4 arguments are hard.

There's 3 system calls that have 4 arguments. 2 (lseek(2) and locking(2)) do it one way, the other does it a second way (ptrace(2)). And the 2 that appear to do it right (in that it follows the same convention as the 3 arg call) have the same bug.

Most of the 3 arg calls look something like the following:
        push    bp
        mov     bp,sp
        mov     bx,#3
        mov     ax,*4(bp)
        mov     dx,*6(bp)
        mov     cx,*8(bp)
        int     0xf1
which is simple and straight forward. The 2 call variants don't load anything into cx, the one arg calls skip dx, etc.

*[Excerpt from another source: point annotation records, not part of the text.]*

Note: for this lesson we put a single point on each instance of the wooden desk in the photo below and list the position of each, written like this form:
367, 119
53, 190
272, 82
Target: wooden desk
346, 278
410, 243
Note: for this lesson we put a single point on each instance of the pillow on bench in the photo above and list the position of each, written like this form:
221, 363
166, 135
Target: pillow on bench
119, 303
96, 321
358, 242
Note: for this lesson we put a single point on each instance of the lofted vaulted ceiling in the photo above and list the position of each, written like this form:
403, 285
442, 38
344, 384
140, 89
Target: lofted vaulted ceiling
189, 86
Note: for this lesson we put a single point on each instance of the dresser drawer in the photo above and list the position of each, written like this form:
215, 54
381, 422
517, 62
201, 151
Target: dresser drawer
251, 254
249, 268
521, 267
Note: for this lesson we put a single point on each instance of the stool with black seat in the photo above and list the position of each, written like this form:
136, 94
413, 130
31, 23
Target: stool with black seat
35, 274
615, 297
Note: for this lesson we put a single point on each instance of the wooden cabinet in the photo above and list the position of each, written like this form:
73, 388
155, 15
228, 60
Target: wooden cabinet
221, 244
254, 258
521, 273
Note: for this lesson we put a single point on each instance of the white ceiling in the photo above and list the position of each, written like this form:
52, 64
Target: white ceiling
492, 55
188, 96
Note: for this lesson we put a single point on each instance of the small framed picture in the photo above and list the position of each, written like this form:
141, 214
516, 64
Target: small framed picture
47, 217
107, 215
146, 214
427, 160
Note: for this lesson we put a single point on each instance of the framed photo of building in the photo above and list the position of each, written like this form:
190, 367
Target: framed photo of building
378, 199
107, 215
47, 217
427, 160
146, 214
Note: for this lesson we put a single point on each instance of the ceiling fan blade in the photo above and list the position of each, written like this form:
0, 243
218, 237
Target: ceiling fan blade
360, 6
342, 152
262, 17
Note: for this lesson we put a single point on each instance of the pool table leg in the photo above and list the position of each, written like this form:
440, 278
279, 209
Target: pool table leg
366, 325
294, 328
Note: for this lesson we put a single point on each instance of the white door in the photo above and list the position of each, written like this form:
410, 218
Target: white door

But the 4 arg ones are weird. In that they are really 3 args with one of the args being too fat. Let's look at lseek, which has three args, but one of them is a long. lseek takes an int, a long and a second int, let's see how it does it's thing:

        push bp
        push si
        mov bp,sp
        mov bx,#19
        mov ax,*6(bp)
        mov dx,*8(bp)
        mov cx,*10(bp)
        mov si,*12(bp)
        int 0xf1
Notice how the offsets are all buggered up. This code will work, and the offsets are correct, but only because the code botched the preamble to setup bp so we can access the args. The push si interrupts that, so bp has the wrong value, so you have to offset everything by 2. Another bug found through the powers of disassembly. So I mostly generate lseek, then hand tweak it to make sure it's the same file.


Then there's signals. They are hard, and they do all this wonderful weird stuff with trampolines and the like. This one file is by far the longest one.

Getting the same .o

A few years ago, I found the Minix disassembler dis88 floating around. I've been steadily hacking on it to produce good quality disassembled code. It's tough, though, since there's so many different rules. As I'm doing this reconstruction, I'm learning more. I'll go into those on another post.

But to make things as testable as possible, I've created a gensys script. This generates all the system calls I can, and tries to test the ones I can't. It does this by using the emulator (86sim) to run the assembler. we then compare the disassembled output between the original and the new one and report diffs. No diffs, I'm done! Like I said, the emulator is coming along nicely.

I tried running this same process on the Rainbow, and it was so slow I could only do one or two items in the time it took me to iterate through 5 or 6 different problems and rebuild everything.  The emulator is starting to save time for the investment in writing it...  We'll see if it is all worth it in the end.